Every product printed or produced by PERURI has special characteristics that prioritize security factors to maintain the authenticity of a document, considering that the document is a very vital state document and the authenticity of PERURI digital service users.

PERURI has also been trusted to print important documents belonging to other countries, including Malaysia, Sri Lanka, Nepal, the Philippines and Peru.

== Organization ==

The following is the composition of the Peruri Board of Directors as of June 2024:

- Dwina Septiani Wijaya as President Director (2022–2027)
- Gandung Anggoro Murdani as Director of Human Resource, Technology and Information (2020–2025)
- Saiful Bahri as Director of Currency and Security Solution (2022–2027)
- Fajar Rizki as Director of Finance and Risk Management (2023–2028)
- Farah Fitria Rahmayanti as Director of Digital Business (2023–2028)

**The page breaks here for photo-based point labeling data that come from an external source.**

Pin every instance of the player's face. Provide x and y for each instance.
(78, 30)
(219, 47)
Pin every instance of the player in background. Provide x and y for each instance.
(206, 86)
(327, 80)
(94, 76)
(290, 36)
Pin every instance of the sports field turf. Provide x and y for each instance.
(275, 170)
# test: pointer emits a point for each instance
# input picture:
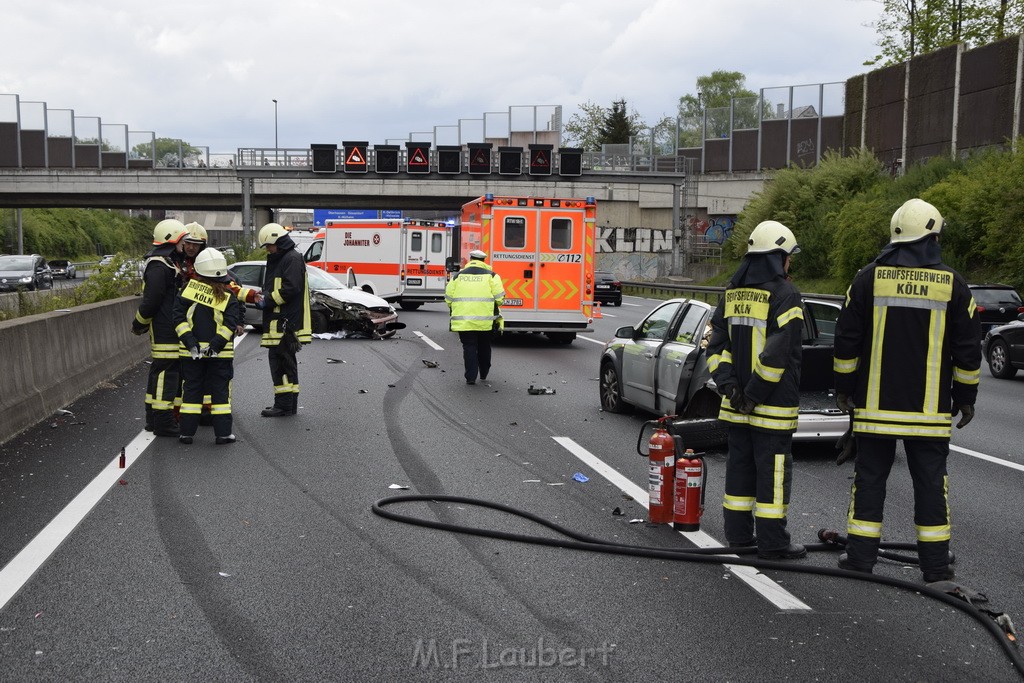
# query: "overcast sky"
(206, 71)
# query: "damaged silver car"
(333, 306)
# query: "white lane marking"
(26, 563)
(429, 342)
(991, 459)
(591, 340)
(771, 591)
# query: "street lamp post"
(274, 128)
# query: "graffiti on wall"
(628, 240)
(714, 229)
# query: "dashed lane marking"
(771, 591)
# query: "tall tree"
(909, 28)
(585, 127)
(715, 93)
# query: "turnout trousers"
(207, 377)
(476, 353)
(758, 479)
(927, 461)
(285, 373)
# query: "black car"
(1004, 349)
(64, 268)
(30, 271)
(997, 304)
(607, 289)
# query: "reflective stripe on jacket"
(757, 345)
(907, 348)
(473, 297)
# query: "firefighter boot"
(164, 424)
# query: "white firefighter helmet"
(169, 231)
(914, 220)
(197, 233)
(211, 263)
(771, 236)
(269, 233)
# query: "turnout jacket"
(201, 321)
(473, 297)
(758, 331)
(286, 291)
(157, 308)
(907, 348)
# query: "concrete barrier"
(49, 359)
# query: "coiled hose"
(710, 555)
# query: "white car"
(332, 305)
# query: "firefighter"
(205, 316)
(907, 360)
(286, 316)
(195, 243)
(473, 296)
(755, 355)
(155, 315)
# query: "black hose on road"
(708, 555)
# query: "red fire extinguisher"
(688, 501)
(662, 461)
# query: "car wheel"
(317, 323)
(611, 395)
(998, 360)
(701, 433)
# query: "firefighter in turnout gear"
(286, 316)
(205, 316)
(907, 361)
(473, 297)
(755, 355)
(155, 315)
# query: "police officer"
(155, 315)
(286, 316)
(755, 355)
(205, 316)
(473, 297)
(907, 360)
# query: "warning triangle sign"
(418, 158)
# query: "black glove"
(967, 414)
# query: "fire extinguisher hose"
(576, 541)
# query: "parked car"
(1004, 348)
(29, 271)
(660, 366)
(332, 305)
(607, 289)
(64, 268)
(997, 304)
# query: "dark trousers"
(162, 386)
(927, 462)
(476, 353)
(207, 377)
(758, 479)
(285, 373)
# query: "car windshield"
(994, 296)
(15, 263)
(321, 280)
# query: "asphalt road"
(262, 560)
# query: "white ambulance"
(401, 261)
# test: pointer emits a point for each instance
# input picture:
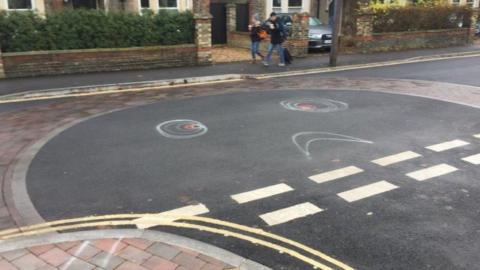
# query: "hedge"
(419, 18)
(87, 29)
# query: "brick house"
(472, 3)
(44, 6)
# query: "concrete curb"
(192, 81)
(167, 238)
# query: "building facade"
(45, 6)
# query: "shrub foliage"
(419, 18)
(86, 29)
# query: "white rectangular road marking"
(335, 174)
(475, 159)
(290, 213)
(152, 220)
(389, 160)
(261, 193)
(366, 191)
(432, 172)
(447, 145)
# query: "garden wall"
(38, 63)
(383, 42)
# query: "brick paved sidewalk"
(110, 253)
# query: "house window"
(145, 4)
(20, 4)
(294, 6)
(277, 6)
(288, 6)
(168, 4)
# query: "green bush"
(86, 29)
(419, 18)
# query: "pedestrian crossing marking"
(475, 159)
(431, 172)
(447, 145)
(366, 191)
(290, 213)
(190, 210)
(261, 193)
(335, 174)
(392, 159)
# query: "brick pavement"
(108, 254)
(229, 55)
(19, 130)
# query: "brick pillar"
(364, 33)
(2, 70)
(201, 7)
(203, 38)
(231, 17)
(365, 24)
(473, 24)
(258, 9)
(298, 42)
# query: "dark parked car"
(319, 35)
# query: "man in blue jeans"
(276, 39)
(255, 30)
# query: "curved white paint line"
(327, 136)
(203, 129)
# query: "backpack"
(262, 34)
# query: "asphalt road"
(118, 164)
(460, 71)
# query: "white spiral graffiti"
(320, 105)
(182, 129)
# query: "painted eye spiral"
(182, 129)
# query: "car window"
(314, 21)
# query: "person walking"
(256, 34)
(277, 37)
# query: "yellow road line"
(364, 66)
(244, 228)
(162, 222)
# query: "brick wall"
(2, 72)
(95, 60)
(408, 40)
(258, 8)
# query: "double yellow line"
(283, 245)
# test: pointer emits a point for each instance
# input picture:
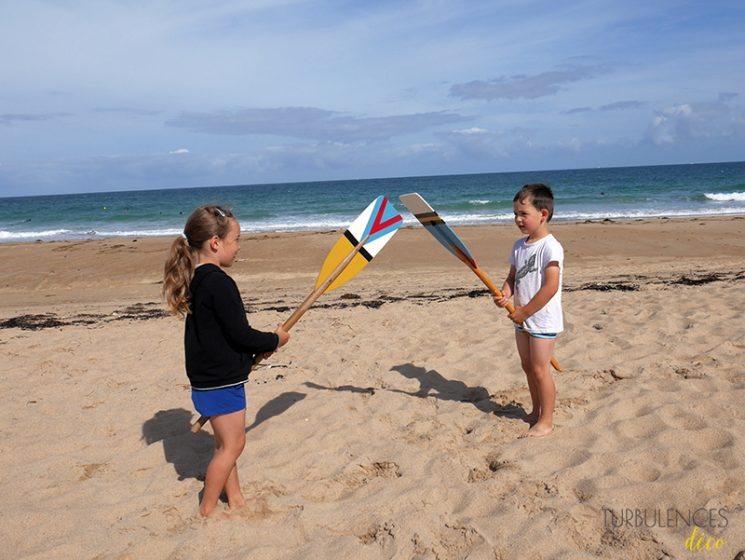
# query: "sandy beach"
(388, 427)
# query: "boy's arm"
(544, 295)
(507, 289)
(509, 284)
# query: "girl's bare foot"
(538, 430)
(214, 513)
(236, 502)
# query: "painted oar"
(434, 224)
(362, 240)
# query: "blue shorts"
(213, 402)
(536, 335)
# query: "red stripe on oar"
(377, 226)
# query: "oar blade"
(434, 224)
(378, 223)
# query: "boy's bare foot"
(538, 430)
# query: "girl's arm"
(543, 296)
(231, 313)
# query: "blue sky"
(101, 95)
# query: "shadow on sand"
(191, 453)
(433, 384)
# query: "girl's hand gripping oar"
(364, 239)
(434, 224)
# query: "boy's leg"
(230, 438)
(541, 350)
(523, 349)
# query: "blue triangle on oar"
(383, 219)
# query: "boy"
(535, 277)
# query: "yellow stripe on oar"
(360, 243)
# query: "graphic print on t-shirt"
(526, 269)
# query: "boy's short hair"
(540, 195)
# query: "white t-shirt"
(530, 261)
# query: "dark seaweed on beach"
(698, 280)
(42, 321)
(608, 287)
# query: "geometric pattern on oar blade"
(434, 224)
(380, 221)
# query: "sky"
(100, 95)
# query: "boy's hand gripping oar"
(447, 237)
(364, 239)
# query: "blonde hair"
(203, 224)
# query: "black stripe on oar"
(427, 218)
(353, 241)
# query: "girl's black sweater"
(220, 344)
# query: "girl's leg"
(541, 350)
(232, 486)
(523, 349)
(230, 438)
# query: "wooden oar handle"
(300, 311)
(496, 291)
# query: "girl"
(220, 344)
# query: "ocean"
(711, 189)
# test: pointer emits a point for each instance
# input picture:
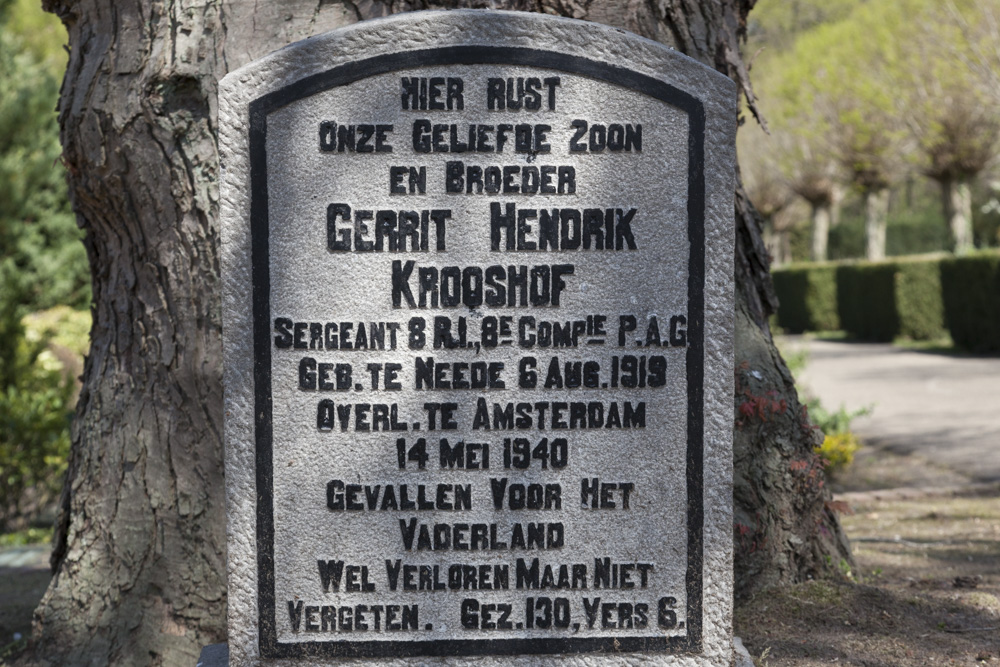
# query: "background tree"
(947, 103)
(139, 554)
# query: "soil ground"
(925, 590)
(925, 528)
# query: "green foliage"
(875, 301)
(971, 292)
(839, 444)
(21, 538)
(808, 297)
(38, 231)
(838, 451)
(918, 299)
(866, 300)
(35, 400)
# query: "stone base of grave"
(217, 655)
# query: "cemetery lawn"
(925, 589)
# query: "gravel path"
(941, 407)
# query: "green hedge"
(866, 300)
(919, 302)
(971, 289)
(870, 301)
(808, 297)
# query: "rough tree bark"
(139, 554)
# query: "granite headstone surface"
(478, 346)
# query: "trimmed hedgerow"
(807, 295)
(918, 299)
(971, 291)
(866, 300)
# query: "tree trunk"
(822, 216)
(139, 552)
(775, 242)
(876, 219)
(957, 195)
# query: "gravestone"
(478, 346)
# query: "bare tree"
(950, 108)
(139, 554)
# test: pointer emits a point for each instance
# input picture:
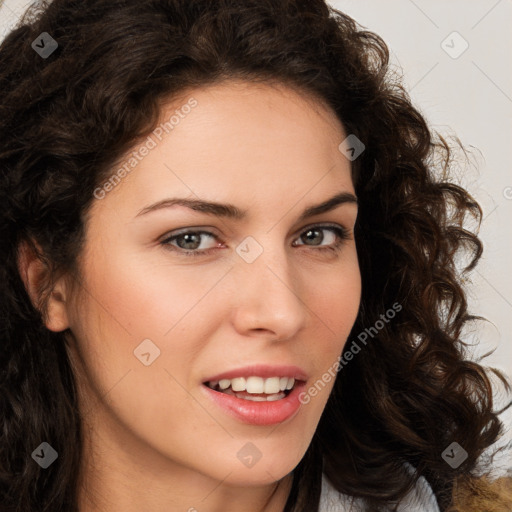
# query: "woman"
(229, 278)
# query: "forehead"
(238, 139)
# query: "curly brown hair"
(65, 120)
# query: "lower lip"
(258, 413)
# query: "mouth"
(255, 388)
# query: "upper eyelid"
(206, 231)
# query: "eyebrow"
(231, 211)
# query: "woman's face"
(259, 296)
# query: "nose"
(266, 298)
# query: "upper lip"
(262, 370)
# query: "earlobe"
(35, 274)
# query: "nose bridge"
(268, 292)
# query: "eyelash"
(341, 233)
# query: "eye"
(190, 243)
(338, 235)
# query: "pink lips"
(259, 413)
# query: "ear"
(34, 274)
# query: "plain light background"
(461, 91)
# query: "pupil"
(189, 239)
(312, 238)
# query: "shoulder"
(420, 499)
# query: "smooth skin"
(153, 439)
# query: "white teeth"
(224, 383)
(238, 384)
(273, 386)
(255, 385)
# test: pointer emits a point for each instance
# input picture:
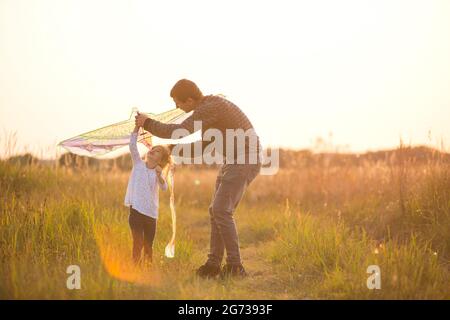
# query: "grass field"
(306, 233)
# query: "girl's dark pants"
(143, 229)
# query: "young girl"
(142, 195)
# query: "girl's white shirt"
(143, 184)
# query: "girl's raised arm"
(133, 146)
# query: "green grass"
(301, 237)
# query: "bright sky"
(367, 71)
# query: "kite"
(106, 139)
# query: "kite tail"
(170, 248)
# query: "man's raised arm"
(164, 130)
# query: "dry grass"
(306, 232)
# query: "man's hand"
(140, 119)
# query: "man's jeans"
(231, 183)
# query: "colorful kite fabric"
(101, 141)
(104, 140)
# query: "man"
(217, 113)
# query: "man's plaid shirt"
(214, 112)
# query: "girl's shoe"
(208, 270)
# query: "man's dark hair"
(184, 89)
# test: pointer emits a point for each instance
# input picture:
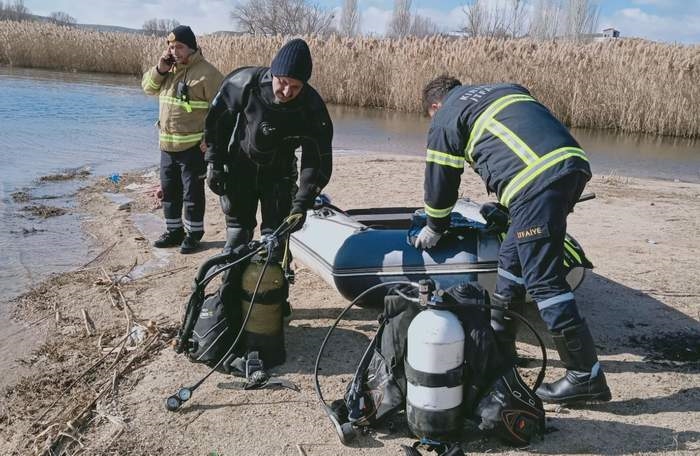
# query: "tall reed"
(626, 84)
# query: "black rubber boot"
(505, 327)
(236, 237)
(584, 380)
(170, 238)
(191, 243)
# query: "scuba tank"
(434, 368)
(264, 330)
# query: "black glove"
(298, 216)
(216, 179)
(496, 216)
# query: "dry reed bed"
(631, 85)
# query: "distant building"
(611, 33)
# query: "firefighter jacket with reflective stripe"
(184, 94)
(511, 140)
(245, 117)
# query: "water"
(668, 158)
(53, 121)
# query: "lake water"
(53, 121)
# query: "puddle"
(122, 201)
(679, 348)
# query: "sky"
(658, 20)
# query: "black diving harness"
(347, 431)
(256, 377)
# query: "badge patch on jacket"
(532, 233)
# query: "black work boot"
(236, 237)
(190, 243)
(170, 238)
(506, 327)
(584, 380)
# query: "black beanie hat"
(184, 35)
(293, 60)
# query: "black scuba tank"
(264, 331)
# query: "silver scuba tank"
(434, 369)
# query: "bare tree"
(15, 11)
(487, 18)
(517, 17)
(400, 24)
(546, 19)
(159, 27)
(62, 18)
(282, 17)
(349, 18)
(581, 18)
(423, 26)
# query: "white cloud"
(204, 16)
(634, 22)
(448, 21)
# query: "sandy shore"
(641, 301)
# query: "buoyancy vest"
(245, 120)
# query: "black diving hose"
(346, 431)
(174, 402)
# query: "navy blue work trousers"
(531, 257)
(182, 179)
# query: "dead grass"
(629, 84)
(43, 211)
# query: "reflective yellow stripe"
(441, 158)
(536, 168)
(148, 81)
(485, 118)
(438, 213)
(570, 248)
(183, 104)
(513, 142)
(179, 139)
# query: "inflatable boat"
(355, 249)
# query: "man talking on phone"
(185, 84)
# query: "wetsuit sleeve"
(316, 159)
(212, 84)
(221, 120)
(152, 80)
(443, 170)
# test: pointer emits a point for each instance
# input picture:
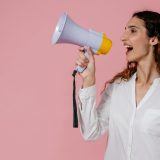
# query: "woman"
(130, 107)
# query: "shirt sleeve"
(94, 121)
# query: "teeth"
(127, 46)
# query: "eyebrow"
(131, 26)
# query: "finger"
(79, 63)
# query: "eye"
(133, 30)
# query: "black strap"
(75, 116)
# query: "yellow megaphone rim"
(105, 45)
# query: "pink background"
(35, 76)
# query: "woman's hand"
(88, 75)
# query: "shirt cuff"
(85, 93)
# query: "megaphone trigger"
(81, 69)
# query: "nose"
(123, 37)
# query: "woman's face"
(135, 40)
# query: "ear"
(153, 41)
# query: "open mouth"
(129, 49)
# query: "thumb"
(91, 54)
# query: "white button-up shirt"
(133, 131)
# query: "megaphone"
(67, 31)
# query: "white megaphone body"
(67, 31)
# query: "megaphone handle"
(81, 69)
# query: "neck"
(147, 73)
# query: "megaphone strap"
(75, 116)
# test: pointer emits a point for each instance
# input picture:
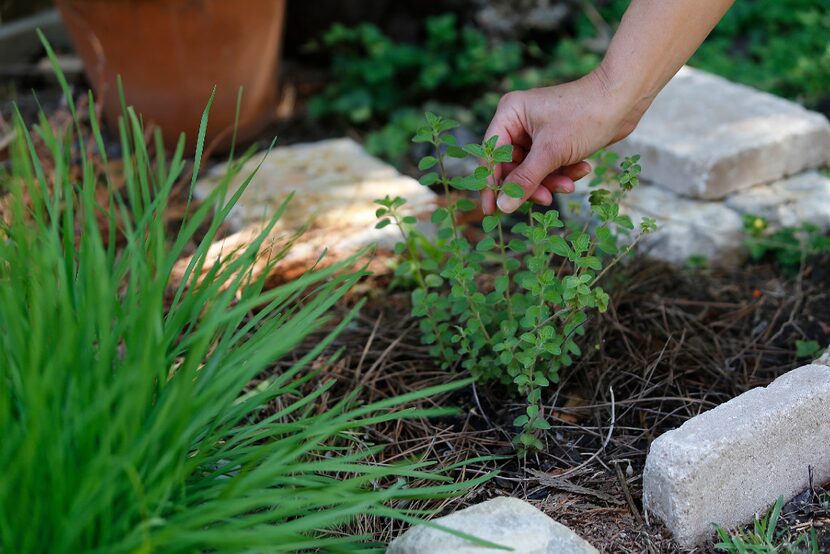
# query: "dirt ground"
(673, 344)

The following is the composition of the Peruri Board of Supervisors as of June 2024:

- Djanurindro Wibowo as member of the Board of Supervisors
- Djoko Hendratto as member of the Board of Supervisors
- Nanik Murwati as member of the Board of Supervisors

== Offices ==
Peruri has 2 locations, namely:
1. Head Office: Jalan Palatehan Number 4, Melawai, Kebayoran Baru, South Jakarta - Indonesia.
2. Factory: Jalan Tarum Barat, Parung Mulya Village, Ciampel District, Karawang Regency, West Java - Indonesia.